Game of the Week: No. 17 Duke vs. No. 2 Syracuse

Story posted January 30, 2014 in CommRadio, Sports by Mike Gilbert

ESPN’s College Gameday will be heading to central New York, this Saturday for the first ever ACC showdown between the Syracuse Orange and the Duke Blue Devils.  The two legendary college basketball programs have not faced each other since the 1998 NCAA Tournament, when Coach Mike Krzyzewski’s Blue Devils defeated Coach Jim Boeheim’s Orange in the Sweet Sixteen.

Syracuse is ranked second in the country in both the AP and USA Today polls.  This season is just the latest in a string of great years for Syracuse, including last year when the Orange made an improbable run past Indiana and Marquette to reach the Final Four.  With victories over Cal, Minnesota, Baylor, North Carolina, Indiana, Pittsburgh, and Villanova already this year, it would take a rather large collapse for the Orange to not receive a number one seed in the NCAA Tournament.   

This year’s team is relying on both veterans and fresh faces.  Senior C.J. Fair decided to return this season, after hearing mixed opinions of his draft stock.  It’s a great thing for the Orange, as he is again one of the best players in the country, and is a leader on the fairly young squad.  Fair, a natural lefty, has always been deadly on the drive to his left, but this season he has looked equally as comfortable going to the right. 

Most notably, however, is the emergence of freshman point guard Tyler Ennis.  The freshman has the poise of a senior, and it showed especially in the Maui Invitational.  Ennis remained calm under pressure and was able to hit clutch shots and free throws down the stretch to put away the pesky Cal Golden Bears and Minnesota Golden Gophers, en route to a championship in Maui.  Not only is he playing like a senior, but he is getting the entire team involved, averaging 5.5 assists per game.  Ennis has been receiving frequent recognition as one of the top freshmen in the country, which is especially notable this year with such talented freshman as Joel Embiid, Jabari Parker, Andrew Wiggins, and Julius Randle.

Trevor Cooney’s play has been much better this season, as the starting two guard is averaging 13.5 points per game, and seems to have overcome his confidence issues from a year ago.  DaJuan Coleman went down for the year with a knee injury, but with Baye Moussa-Keita and Rakeem Christmas, they still can eat up space in the paint in Jim Boeheim’s patented 2-3 zone.  Throw in the smooth small forward Jerami Grant and Duke transfer Michael Gbinije, and there is length on defense and athleticism on offense.  Gbinije, Cooney, and Ennis are all shooting over 40% from deep, and again it is a team that is lethal when in transition.  Syracuse is the second best team in the country for a reason.

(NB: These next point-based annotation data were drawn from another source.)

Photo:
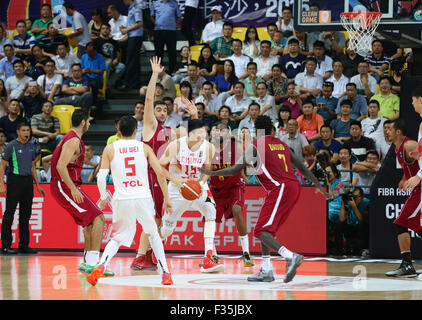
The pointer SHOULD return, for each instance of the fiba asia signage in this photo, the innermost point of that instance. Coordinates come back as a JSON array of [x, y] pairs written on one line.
[[386, 203], [51, 227]]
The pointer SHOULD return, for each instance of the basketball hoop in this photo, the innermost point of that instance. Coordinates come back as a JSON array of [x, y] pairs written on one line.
[[361, 27]]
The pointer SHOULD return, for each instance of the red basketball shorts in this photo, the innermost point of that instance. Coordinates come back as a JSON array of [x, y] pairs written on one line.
[[276, 208], [410, 214], [225, 199], [157, 194], [83, 213]]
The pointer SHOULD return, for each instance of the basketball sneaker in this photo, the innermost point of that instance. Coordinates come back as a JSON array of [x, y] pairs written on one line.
[[291, 266], [247, 260], [405, 270], [167, 280], [143, 263], [97, 273], [210, 265], [262, 276]]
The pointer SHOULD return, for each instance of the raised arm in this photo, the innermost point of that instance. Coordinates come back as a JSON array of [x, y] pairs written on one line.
[[150, 122]]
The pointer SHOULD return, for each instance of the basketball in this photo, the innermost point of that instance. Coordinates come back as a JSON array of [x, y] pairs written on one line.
[[191, 190]]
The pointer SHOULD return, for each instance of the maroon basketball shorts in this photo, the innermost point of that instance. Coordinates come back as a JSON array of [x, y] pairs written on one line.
[[276, 208], [226, 198], [157, 194], [83, 213], [410, 214]]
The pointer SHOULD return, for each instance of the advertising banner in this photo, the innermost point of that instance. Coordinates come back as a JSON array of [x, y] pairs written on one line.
[[51, 227]]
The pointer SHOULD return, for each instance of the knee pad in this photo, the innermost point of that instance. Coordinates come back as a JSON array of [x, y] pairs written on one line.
[[167, 228], [210, 213], [400, 230]]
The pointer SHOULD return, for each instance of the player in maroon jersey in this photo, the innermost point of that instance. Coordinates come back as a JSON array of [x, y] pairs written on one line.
[[409, 217], [228, 192], [66, 165], [272, 160], [157, 136]]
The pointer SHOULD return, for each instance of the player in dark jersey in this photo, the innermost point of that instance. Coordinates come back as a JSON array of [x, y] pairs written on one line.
[[272, 160], [157, 136], [409, 217], [228, 192], [66, 165]]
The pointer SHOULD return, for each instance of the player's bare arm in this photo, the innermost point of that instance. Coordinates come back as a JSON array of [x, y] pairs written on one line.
[[307, 174], [208, 164], [150, 122], [106, 158], [155, 164], [249, 158], [70, 152]]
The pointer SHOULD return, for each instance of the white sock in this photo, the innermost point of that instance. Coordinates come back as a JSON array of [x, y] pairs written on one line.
[[158, 248], [208, 244], [266, 263], [285, 253], [92, 257], [244, 242], [109, 252]]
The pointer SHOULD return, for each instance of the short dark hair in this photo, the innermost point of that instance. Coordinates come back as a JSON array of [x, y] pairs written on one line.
[[400, 124], [264, 123], [417, 92], [127, 125], [77, 117], [23, 124], [347, 102], [372, 152], [356, 123], [194, 124]]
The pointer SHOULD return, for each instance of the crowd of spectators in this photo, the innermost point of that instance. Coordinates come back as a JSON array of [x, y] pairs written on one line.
[[333, 107]]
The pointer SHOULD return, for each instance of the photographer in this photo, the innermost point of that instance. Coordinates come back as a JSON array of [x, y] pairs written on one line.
[[335, 189], [353, 221]]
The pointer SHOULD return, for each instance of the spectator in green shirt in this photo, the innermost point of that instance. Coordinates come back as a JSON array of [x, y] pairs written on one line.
[[389, 102], [221, 47], [40, 26]]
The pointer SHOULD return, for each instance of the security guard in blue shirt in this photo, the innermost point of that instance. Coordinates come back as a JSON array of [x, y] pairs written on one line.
[[166, 16], [135, 32]]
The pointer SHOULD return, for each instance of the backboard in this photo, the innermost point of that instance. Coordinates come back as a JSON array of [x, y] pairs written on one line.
[[323, 15]]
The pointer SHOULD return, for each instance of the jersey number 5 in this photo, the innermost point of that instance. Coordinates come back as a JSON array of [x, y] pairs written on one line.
[[283, 157], [130, 166]]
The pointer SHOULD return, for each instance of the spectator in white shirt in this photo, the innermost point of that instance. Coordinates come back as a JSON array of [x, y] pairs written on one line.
[[372, 126], [365, 83], [324, 62], [239, 59], [338, 79], [209, 99], [309, 83], [266, 102], [239, 102], [213, 29], [266, 61], [64, 60], [285, 23]]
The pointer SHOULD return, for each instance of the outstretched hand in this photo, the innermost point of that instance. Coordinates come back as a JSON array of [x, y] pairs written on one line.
[[156, 65]]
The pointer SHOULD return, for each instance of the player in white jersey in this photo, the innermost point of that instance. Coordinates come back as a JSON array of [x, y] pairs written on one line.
[[132, 201], [185, 156]]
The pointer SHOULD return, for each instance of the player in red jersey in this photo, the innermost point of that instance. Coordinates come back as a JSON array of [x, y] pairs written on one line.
[[272, 161], [66, 166], [157, 136], [409, 217], [228, 192]]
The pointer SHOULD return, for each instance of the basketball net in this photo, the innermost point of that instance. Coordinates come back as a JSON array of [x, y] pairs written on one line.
[[361, 27]]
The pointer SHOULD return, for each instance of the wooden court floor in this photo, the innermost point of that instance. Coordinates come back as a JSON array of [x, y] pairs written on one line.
[[54, 276]]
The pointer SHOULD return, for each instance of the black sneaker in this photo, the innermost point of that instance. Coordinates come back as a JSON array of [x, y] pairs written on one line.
[[406, 270]]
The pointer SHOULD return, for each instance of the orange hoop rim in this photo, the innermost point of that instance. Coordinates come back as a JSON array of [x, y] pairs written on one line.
[[356, 15]]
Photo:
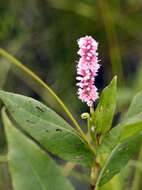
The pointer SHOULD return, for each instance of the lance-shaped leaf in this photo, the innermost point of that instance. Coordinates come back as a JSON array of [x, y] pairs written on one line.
[[118, 158], [105, 110], [48, 128], [30, 167], [122, 131]]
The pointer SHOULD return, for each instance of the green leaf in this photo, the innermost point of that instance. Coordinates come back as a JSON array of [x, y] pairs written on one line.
[[30, 167], [122, 131], [48, 128], [136, 106], [105, 110], [118, 158], [110, 140]]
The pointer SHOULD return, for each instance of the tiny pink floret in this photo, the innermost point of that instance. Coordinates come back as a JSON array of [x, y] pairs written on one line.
[[87, 69]]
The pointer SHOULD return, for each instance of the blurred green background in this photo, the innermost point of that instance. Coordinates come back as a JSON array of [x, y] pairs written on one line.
[[42, 34]]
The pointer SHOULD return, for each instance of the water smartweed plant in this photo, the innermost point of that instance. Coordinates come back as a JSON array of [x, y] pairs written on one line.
[[29, 123]]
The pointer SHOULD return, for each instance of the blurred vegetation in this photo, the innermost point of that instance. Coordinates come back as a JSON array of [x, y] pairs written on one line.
[[42, 34]]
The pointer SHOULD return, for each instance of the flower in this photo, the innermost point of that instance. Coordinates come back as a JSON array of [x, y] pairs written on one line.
[[87, 69]]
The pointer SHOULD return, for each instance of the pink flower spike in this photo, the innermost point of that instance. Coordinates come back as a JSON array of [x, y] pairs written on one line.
[[87, 69]]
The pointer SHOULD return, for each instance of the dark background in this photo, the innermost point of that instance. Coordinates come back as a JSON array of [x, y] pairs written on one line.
[[42, 34]]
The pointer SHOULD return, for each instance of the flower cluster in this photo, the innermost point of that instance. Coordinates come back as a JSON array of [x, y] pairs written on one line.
[[87, 69]]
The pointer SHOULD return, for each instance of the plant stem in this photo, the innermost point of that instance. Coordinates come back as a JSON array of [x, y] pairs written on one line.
[[137, 177], [3, 158], [94, 175], [20, 65]]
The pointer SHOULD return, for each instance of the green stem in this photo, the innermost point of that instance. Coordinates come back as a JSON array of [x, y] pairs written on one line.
[[20, 65], [94, 175], [137, 177], [3, 158]]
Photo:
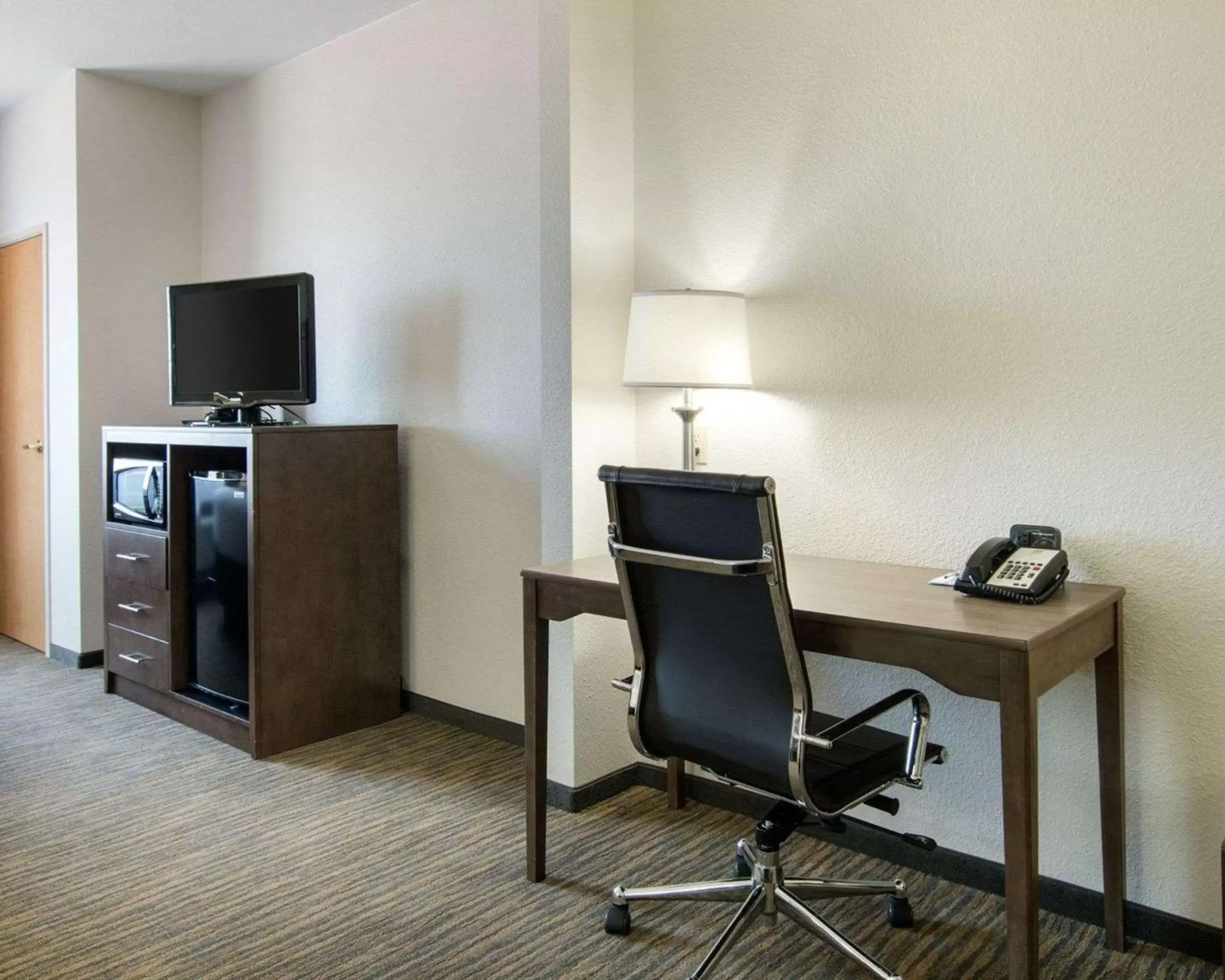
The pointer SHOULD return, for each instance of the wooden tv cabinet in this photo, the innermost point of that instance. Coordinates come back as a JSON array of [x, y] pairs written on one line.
[[322, 581]]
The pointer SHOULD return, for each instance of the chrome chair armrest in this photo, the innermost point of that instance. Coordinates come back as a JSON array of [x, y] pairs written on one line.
[[917, 743]]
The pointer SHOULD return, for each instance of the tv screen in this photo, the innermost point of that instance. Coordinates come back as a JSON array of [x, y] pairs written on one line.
[[248, 340]]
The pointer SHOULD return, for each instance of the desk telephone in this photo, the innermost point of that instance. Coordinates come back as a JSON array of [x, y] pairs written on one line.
[[1028, 567]]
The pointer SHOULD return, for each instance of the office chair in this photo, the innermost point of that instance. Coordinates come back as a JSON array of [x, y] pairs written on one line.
[[720, 680]]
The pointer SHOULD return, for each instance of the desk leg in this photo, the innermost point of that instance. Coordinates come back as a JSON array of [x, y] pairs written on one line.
[[1109, 675], [536, 726], [1018, 743]]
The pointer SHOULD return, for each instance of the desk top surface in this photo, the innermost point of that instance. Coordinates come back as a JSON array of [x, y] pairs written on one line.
[[896, 597]]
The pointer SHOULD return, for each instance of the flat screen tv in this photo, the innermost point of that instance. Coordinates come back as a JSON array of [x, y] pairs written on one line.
[[244, 342]]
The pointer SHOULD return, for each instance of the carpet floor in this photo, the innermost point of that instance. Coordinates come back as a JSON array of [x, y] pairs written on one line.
[[133, 847]]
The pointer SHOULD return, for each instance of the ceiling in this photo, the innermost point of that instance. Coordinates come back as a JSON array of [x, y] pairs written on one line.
[[187, 46]]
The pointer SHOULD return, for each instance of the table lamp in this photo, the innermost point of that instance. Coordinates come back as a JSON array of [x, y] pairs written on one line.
[[688, 339]]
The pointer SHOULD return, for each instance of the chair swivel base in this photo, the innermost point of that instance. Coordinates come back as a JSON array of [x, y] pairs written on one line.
[[762, 895]]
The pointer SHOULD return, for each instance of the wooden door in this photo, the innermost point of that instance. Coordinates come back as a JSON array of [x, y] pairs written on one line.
[[23, 530]]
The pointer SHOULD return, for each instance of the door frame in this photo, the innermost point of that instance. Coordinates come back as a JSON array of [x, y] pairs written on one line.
[[5, 242]]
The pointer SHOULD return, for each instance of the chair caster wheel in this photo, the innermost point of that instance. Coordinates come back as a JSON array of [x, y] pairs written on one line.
[[901, 914], [617, 920]]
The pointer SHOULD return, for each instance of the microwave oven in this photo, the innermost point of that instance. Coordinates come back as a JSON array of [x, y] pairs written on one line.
[[138, 492]]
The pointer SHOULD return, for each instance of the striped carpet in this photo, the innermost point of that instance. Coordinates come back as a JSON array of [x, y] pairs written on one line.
[[133, 847]]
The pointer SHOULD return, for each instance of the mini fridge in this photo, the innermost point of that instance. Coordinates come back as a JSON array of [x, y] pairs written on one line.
[[217, 599]]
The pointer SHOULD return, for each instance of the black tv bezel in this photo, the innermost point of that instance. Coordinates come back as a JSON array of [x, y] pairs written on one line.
[[301, 396]]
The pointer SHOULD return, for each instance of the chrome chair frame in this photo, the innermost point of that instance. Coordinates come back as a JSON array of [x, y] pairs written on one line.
[[766, 891]]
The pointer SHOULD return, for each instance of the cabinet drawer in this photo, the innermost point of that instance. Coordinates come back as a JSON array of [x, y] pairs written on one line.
[[139, 658], [139, 608], [135, 556]]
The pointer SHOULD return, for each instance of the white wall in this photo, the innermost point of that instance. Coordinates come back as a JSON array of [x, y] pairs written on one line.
[[38, 172], [602, 281], [139, 184], [410, 168], [929, 205]]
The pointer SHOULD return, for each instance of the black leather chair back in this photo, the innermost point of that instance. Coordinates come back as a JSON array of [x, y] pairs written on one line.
[[716, 684]]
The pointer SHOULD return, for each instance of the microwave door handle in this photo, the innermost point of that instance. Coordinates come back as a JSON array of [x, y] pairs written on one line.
[[129, 511], [150, 484]]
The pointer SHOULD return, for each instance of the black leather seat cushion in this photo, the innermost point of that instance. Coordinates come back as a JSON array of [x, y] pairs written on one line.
[[859, 763]]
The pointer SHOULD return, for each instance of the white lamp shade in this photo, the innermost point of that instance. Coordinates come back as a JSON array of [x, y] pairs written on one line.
[[688, 339]]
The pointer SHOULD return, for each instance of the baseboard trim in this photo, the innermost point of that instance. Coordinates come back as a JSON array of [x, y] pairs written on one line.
[[74, 659], [470, 721], [1060, 897]]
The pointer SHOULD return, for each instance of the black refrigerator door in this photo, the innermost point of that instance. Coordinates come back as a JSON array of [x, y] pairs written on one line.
[[219, 606]]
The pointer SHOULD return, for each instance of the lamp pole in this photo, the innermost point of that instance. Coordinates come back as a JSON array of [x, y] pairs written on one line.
[[688, 412]]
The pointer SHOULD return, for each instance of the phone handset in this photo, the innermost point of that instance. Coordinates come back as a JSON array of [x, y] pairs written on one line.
[[1028, 567]]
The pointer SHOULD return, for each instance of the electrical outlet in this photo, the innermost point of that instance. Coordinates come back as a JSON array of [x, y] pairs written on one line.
[[701, 446]]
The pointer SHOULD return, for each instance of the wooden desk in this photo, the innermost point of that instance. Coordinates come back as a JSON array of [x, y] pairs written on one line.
[[889, 614]]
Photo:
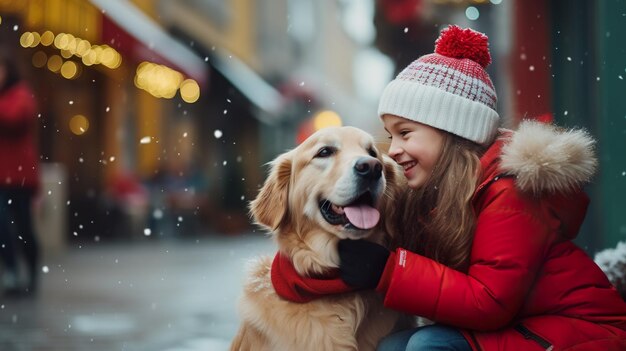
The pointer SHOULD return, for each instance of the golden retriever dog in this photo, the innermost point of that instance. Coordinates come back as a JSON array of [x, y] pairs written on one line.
[[332, 186]]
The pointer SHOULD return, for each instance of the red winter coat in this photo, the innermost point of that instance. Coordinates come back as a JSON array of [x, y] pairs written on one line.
[[18, 151], [528, 286]]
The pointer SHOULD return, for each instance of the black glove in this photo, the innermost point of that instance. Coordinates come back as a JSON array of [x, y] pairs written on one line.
[[361, 262]]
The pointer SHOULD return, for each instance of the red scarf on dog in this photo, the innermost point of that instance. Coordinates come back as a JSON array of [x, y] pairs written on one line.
[[294, 287]]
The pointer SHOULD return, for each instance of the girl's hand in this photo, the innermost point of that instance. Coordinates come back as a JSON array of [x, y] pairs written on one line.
[[361, 263]]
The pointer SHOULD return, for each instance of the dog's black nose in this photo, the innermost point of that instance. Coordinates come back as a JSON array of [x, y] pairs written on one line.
[[369, 168]]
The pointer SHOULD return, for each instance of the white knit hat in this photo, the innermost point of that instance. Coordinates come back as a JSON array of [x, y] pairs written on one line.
[[449, 89]]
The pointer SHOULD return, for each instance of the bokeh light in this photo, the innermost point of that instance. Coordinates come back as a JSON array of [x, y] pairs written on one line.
[[326, 119], [189, 91], [79, 124]]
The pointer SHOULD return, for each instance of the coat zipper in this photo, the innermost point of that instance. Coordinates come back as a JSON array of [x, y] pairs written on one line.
[[536, 338]]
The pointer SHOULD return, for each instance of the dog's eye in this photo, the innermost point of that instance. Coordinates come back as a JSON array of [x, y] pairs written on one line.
[[326, 151], [372, 152]]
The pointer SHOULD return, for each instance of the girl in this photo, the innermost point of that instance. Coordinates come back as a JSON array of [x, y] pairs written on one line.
[[485, 250]]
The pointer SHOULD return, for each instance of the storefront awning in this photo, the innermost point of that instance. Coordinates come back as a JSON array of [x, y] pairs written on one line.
[[146, 40]]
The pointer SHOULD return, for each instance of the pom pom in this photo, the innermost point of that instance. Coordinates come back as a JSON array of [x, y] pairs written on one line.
[[464, 43]]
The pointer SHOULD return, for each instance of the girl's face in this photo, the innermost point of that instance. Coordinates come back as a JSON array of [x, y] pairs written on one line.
[[414, 146]]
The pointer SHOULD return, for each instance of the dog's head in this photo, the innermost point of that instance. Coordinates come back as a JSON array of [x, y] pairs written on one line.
[[336, 181]]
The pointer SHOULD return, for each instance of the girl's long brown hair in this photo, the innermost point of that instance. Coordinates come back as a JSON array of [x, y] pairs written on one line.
[[438, 220]]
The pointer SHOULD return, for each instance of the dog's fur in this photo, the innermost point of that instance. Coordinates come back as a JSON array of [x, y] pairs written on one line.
[[289, 205]]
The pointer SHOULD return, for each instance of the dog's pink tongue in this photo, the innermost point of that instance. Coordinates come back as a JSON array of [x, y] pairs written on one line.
[[362, 216]]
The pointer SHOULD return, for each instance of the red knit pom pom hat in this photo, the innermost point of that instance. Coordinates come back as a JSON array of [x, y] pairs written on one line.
[[449, 89]]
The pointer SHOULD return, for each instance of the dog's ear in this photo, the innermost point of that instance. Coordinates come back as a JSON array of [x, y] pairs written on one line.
[[270, 207]]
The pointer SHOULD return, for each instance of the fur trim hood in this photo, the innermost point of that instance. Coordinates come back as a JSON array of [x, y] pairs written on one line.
[[545, 158]]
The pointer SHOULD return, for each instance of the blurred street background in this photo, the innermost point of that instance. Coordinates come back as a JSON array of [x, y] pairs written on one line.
[[155, 120]]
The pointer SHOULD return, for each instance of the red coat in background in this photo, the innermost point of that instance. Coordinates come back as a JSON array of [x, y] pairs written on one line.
[[18, 148], [528, 286]]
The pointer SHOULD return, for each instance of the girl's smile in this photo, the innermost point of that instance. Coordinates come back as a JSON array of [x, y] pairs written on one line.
[[414, 146]]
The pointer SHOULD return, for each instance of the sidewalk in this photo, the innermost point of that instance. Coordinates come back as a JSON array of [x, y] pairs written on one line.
[[148, 296]]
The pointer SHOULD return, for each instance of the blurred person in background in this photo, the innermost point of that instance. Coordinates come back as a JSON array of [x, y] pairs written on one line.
[[19, 178]]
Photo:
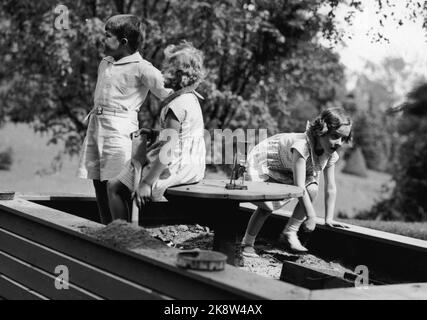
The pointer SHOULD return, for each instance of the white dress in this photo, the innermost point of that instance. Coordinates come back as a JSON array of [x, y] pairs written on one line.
[[271, 160]]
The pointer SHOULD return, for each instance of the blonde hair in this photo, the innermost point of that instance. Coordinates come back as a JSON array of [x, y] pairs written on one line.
[[187, 62]]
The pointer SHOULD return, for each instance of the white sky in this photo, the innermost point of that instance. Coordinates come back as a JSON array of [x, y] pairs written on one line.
[[408, 41]]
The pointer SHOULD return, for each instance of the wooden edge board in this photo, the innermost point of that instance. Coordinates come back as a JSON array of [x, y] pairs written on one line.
[[230, 279]]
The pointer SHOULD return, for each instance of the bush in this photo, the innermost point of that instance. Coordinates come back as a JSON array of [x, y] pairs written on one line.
[[355, 164], [6, 159]]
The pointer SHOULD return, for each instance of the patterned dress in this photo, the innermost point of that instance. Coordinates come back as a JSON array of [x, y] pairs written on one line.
[[271, 160]]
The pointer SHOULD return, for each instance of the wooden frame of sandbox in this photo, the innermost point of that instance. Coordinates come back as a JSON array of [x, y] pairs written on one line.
[[38, 233]]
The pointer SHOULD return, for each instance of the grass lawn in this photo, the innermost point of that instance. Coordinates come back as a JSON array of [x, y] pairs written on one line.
[[32, 159]]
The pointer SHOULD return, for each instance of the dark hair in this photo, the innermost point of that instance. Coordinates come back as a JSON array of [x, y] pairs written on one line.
[[127, 26], [329, 121], [187, 61]]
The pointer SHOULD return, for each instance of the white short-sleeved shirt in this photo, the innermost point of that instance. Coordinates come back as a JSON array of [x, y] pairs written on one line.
[[124, 84], [272, 158]]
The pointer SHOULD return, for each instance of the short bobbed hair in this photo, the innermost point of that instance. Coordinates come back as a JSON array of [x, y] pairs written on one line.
[[187, 63], [127, 26], [329, 121]]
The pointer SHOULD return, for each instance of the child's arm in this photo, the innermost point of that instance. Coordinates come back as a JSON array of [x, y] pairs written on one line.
[[330, 193], [330, 196], [299, 168], [143, 193], [154, 81]]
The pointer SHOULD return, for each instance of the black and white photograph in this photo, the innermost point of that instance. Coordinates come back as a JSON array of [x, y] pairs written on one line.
[[219, 156]]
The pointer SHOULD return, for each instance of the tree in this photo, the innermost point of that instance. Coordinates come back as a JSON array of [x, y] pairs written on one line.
[[408, 198]]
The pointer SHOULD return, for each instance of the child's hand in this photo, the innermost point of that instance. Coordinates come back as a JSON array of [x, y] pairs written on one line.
[[142, 194], [310, 224]]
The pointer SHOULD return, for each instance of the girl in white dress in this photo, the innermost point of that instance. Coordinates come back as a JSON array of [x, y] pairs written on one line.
[[298, 159], [181, 159]]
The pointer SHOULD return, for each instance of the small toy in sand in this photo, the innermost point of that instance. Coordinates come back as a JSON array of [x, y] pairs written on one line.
[[201, 260]]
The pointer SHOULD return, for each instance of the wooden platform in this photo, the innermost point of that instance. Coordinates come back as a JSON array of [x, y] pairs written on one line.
[[35, 239]]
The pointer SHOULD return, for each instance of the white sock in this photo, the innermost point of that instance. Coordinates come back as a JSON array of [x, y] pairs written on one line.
[[293, 225], [248, 240]]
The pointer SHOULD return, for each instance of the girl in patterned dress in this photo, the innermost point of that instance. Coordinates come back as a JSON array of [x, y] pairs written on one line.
[[299, 159]]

For Duke, they are having a “down” season compared to expectations in Durham, but they are still a talented team that can legitimately play into the second weekend on the NCAA Tournament.  The losses thus far were against Arizona, Kansas, Notre Dame, and Clemson, and they recently went into the Petersen Events Center and beat Pitt convincingly. 

The Blue Devils are smaller than in years past, with freshman do-it-all player Jabari Parker leading the team in boards with 8.1 per game.  Amile Jefferson is also doing a nice job on the boards, and Quinn Cook and Rodney Hood are averaging double-digit point totals, like Parker.  Parker was benched against Notre Dame, but is playing like a lottery pick now.  They also shoot well from behind the arc, which is hugely important to stretch Syracuse’s zone. 

It should be a record-setting crowd at the Carrier Dome with a terrific environment for college basketball.  The game also has significant ACC implications, and can be a significant win on each team’s resume when being evaluated by the selection committee.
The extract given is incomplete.